Às Autoridades Municipais, Estaduais, Federais e aos Organismos Internacionais

COMUNICADO DE INTERESSE PÚBLICO SOBRE A GRAVIDADE DA SITUAÇÃO NO MÉDIO ARAGUAIA PROVOCADA PELOS AGROTÓXICOS E SEU MODELO DE DESENVOLVIMENTO

1 ­ Nós, Ãpaniekra (Kanela), Apyãwa (Tapirapé), A’uweUptabi (Xavante), Iny (Karajá), Quilombolas, Retireiros, Pescadores, reunidas e reunidos no Primeiro Encontro sobre Agrotóxicos e seus impactos sobre as populações tradicionais do Médio Araguaia realizado entre os dias 18, 19 e 20 dezembro de 2015 na cidade de Porto Alegre do Norte – MT, depois de debatermos e analisarmos os efeitos que vêm sendo provocados pela expansão/invasão das monoculturas principalmente de soja em nossa região, nos vemos obrigados a denunciar à sociedade a gravíssima e dramática situação que vem nos atingindo diretamente e cujas consequências afetam e afetarão cada vez mais a todos e todas que vivem em nossa região.

2 ­ Nosso comunicado se baseia na experiência vivida e sofrida em nossas comunidades e em nossas famílias. Nossos corpos trazem as marcas desse modelo em sua saúde. Vimo­nos obrigadas e obrigados a fazer esse comunicado pelo silêncio do poder público e dos grandes meios de comunicação diante da gravidade dessa situação e o fazemos movidos pelos mais profundos sentimentos de irmandade e de interesse público. Por maiores que sejam as eventuais divergências que temos sobre o atual modelo de desenvolvimento que vem sendo imposto à região, que sabemos existem e são grandes, nos move os sentimentos mais profundos de amor ao próximo e à vida, até porque o ar e a água poluídos não só matam e adoecem nossos filhos e familiares, mas também os filhos e demais familiares daqueles que pensam e agem movidos pelo imediatismo e pensando sobretudo em suas contas bancárias.

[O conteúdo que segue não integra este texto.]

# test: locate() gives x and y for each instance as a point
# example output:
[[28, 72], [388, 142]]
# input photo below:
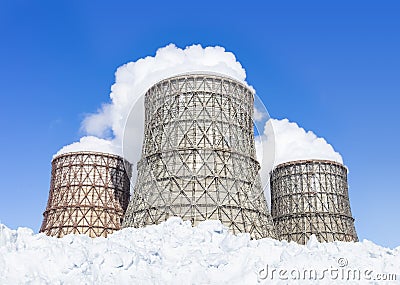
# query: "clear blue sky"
[[334, 68]]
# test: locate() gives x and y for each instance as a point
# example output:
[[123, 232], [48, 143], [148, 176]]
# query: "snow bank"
[[174, 252]]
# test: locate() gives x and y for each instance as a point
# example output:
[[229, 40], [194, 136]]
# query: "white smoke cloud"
[[121, 121], [91, 143]]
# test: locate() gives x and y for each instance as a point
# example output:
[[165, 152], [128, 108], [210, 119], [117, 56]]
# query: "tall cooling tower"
[[311, 197], [198, 158], [89, 193]]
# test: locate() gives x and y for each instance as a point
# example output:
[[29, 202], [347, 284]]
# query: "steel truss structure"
[[311, 197], [198, 158], [89, 193]]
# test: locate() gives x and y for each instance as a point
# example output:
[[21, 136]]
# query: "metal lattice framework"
[[89, 193], [311, 197], [198, 157]]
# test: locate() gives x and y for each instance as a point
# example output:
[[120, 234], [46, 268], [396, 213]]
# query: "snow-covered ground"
[[174, 252]]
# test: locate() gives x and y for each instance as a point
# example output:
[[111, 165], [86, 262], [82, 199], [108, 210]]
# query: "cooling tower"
[[311, 197], [89, 193], [198, 158]]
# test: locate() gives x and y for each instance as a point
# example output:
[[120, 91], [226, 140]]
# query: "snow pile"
[[174, 252]]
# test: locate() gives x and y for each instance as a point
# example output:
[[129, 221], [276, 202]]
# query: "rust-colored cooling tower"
[[89, 194]]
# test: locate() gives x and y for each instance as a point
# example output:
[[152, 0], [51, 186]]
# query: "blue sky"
[[334, 68]]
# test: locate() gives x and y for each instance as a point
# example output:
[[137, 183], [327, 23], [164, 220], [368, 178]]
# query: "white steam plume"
[[116, 119]]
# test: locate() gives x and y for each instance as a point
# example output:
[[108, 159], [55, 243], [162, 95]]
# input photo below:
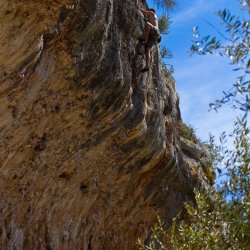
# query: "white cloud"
[[197, 8], [201, 80]]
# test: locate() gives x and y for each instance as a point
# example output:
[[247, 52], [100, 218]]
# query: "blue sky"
[[200, 79]]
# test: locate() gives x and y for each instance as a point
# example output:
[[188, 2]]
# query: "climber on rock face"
[[151, 34]]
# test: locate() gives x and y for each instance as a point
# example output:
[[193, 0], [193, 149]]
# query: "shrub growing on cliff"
[[221, 219]]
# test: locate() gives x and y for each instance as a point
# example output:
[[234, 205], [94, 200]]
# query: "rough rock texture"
[[90, 149]]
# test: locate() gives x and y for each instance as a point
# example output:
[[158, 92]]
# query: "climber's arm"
[[143, 11]]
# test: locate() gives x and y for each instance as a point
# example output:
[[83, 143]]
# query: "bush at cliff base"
[[220, 219]]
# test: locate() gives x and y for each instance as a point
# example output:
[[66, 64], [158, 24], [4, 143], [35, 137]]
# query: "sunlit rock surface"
[[91, 150]]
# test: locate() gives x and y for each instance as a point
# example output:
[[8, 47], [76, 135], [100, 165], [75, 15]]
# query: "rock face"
[[91, 150]]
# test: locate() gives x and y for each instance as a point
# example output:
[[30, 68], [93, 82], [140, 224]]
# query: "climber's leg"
[[147, 59], [147, 31]]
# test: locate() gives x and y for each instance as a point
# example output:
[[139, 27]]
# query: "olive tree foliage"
[[220, 218], [235, 47]]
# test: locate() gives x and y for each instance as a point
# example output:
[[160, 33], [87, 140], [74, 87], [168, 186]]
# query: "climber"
[[151, 34]]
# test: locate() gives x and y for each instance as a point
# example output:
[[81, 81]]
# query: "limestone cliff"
[[91, 150]]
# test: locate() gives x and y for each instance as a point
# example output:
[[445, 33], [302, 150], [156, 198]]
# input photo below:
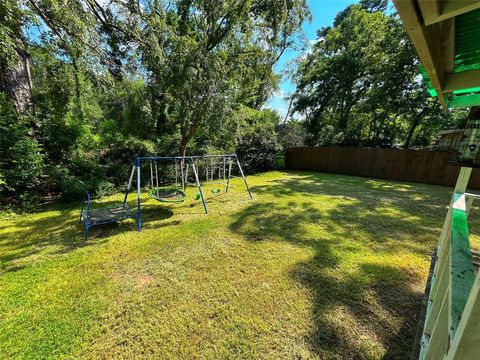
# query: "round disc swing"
[[166, 194]]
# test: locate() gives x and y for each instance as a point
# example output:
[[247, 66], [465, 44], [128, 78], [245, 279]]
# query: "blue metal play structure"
[[215, 166]]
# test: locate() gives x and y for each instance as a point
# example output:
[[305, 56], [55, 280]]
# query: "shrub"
[[21, 160], [258, 148]]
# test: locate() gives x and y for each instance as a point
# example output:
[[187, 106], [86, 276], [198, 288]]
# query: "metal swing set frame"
[[122, 212]]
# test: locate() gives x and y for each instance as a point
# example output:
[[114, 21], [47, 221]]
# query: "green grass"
[[316, 266]]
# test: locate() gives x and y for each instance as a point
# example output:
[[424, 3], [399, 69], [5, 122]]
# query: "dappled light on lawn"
[[315, 266]]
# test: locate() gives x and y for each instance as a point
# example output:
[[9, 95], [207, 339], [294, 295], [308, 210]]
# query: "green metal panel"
[[467, 41], [467, 57], [462, 272]]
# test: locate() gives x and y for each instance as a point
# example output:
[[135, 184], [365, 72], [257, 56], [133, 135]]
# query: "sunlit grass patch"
[[316, 266]]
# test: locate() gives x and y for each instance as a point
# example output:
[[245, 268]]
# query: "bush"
[[257, 149]]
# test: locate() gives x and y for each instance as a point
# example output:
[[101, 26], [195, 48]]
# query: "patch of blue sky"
[[323, 14]]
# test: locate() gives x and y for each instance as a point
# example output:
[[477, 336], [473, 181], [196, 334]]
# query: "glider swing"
[[167, 194]]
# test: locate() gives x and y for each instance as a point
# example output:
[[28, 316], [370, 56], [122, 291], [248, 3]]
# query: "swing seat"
[[167, 194]]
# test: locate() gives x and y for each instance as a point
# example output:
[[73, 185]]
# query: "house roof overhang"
[[446, 35]]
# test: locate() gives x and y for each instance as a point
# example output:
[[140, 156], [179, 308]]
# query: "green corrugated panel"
[[467, 41]]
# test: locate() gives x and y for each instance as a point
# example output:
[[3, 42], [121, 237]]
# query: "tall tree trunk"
[[16, 82], [161, 115], [187, 135], [78, 86]]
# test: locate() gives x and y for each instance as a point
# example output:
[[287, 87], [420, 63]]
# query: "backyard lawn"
[[316, 266]]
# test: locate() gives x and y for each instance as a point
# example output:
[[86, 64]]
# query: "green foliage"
[[359, 86], [292, 134]]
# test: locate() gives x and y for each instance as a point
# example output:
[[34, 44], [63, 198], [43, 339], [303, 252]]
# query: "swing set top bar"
[[183, 157]]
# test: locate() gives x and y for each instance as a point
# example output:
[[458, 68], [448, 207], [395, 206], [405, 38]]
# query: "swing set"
[[218, 169]]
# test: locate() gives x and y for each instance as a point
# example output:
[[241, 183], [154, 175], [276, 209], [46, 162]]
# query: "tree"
[[204, 58], [360, 82], [15, 78]]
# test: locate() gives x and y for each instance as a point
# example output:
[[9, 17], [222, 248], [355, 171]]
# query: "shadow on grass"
[[378, 298], [63, 232]]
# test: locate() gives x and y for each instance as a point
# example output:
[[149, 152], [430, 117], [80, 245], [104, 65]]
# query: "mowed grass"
[[317, 266]]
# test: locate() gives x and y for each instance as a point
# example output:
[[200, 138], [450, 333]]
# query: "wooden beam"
[[427, 42], [430, 10], [450, 9], [466, 344], [464, 80]]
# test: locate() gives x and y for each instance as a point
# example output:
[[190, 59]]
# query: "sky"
[[323, 14]]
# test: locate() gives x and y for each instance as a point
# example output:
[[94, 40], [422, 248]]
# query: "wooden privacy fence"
[[430, 167]]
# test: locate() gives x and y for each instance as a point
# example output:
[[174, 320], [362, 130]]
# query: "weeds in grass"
[[316, 266]]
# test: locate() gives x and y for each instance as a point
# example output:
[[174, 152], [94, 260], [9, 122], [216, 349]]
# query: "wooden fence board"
[[423, 166]]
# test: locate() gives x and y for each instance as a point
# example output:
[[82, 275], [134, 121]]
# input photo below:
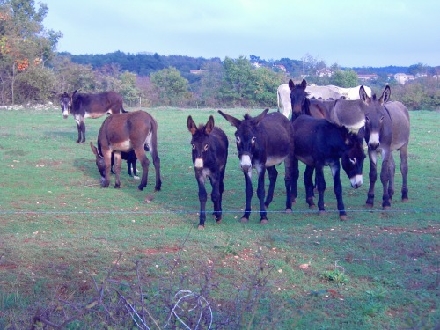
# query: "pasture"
[[79, 256]]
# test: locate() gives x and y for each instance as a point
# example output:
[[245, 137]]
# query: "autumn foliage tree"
[[25, 47]]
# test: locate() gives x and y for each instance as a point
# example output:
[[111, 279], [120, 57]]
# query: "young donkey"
[[262, 142], [209, 155], [387, 128], [125, 132]]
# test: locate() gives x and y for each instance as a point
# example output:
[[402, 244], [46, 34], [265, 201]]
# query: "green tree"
[[346, 78], [24, 44], [72, 76], [237, 83], [128, 89], [265, 86], [171, 87]]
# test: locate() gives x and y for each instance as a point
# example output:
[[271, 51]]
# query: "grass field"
[[74, 255]]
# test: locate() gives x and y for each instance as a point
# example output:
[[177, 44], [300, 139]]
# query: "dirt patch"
[[428, 230], [160, 250]]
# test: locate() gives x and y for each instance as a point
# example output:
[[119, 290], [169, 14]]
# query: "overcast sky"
[[351, 33]]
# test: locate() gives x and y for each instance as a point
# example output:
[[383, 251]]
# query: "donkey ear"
[[261, 116], [385, 95], [234, 121], [191, 125], [209, 125], [363, 95], [94, 149]]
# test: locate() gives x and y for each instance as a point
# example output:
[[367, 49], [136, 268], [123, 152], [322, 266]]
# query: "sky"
[[350, 33]]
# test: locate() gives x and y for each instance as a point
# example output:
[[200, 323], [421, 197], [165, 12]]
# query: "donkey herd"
[[318, 133]]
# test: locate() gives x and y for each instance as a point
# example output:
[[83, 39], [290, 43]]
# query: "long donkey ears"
[[386, 95]]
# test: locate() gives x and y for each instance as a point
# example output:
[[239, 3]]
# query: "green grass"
[[60, 233]]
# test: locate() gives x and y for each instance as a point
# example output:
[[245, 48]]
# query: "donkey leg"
[[145, 162], [319, 174], [272, 173], [308, 185], [249, 194], [404, 171], [336, 172], [216, 198], [294, 175], [156, 163], [373, 177], [385, 178], [261, 194], [203, 197], [392, 172], [117, 168]]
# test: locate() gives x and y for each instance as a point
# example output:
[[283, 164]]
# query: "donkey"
[[125, 132], [387, 128], [130, 157], [209, 155], [84, 105], [317, 142], [262, 142]]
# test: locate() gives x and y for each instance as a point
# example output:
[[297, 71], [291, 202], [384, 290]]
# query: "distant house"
[[403, 78], [367, 77], [196, 71], [280, 67], [324, 72]]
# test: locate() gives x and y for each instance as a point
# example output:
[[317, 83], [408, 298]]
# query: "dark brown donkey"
[[209, 155], [387, 128], [124, 132], [262, 142], [85, 105]]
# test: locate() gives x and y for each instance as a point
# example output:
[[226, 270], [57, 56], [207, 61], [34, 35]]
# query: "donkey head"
[[298, 98], [100, 162], [200, 140], [65, 104], [375, 114], [246, 137], [352, 159]]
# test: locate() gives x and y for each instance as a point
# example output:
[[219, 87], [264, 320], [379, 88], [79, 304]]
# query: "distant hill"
[[144, 64]]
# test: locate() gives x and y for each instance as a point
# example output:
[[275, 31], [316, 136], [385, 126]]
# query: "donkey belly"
[[121, 146]]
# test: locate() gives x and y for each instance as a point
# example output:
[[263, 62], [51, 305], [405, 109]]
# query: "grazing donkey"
[[209, 155], [125, 132], [262, 142], [387, 128], [318, 142], [84, 105], [130, 157]]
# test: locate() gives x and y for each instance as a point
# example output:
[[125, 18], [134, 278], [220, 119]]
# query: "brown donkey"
[[136, 131]]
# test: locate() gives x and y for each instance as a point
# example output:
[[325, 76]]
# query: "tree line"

3 ­ Nós, comunidades quilombolas, pescadoras, camponesas e indígenas temos sido as principais vítimas dessa expansão. Em 2015, no município de Canabrava do Norte, MT, em apenas uma semana, sete mulheres grávidas abortaram, levantando a suspeita de que os casos possam ter relação com a pulverização de agrotóxicos, o que exige a necessária investigação pelas autoridades de saúde naquele município. Convidamos cada homem e mulher de boa­ fé a visitar os Postos de Saúde e Hospitais de nossa região, particularmente nos dias em que são pulverizados no ar as substâncias químicas que concretamente nos trazem danos à saúde. Sabemos disso porque sentimos na pele seus efeitos práticos

4 ­ Os agrotóxicos que vêm sendo lançados nas monoculturas em todos os municípios de nossa região estão afugentando os pássaros, insetos e demais animais que, não mais encontrando o alimento que sempre encontraram com facilidade, hoje só o encontram em nossas roças ou em nossas matas, diminuindo nossa produção, nossas colheitas. Não temos mais abundância e diversidade das frutas. Lamentavelmente as monoculturas que invadem nossa região não só não favorecem os nossos mercados locais como vem impedindo que nós continuemos a fazer nossa agricultura saudável. O veneno está em nossa mesa!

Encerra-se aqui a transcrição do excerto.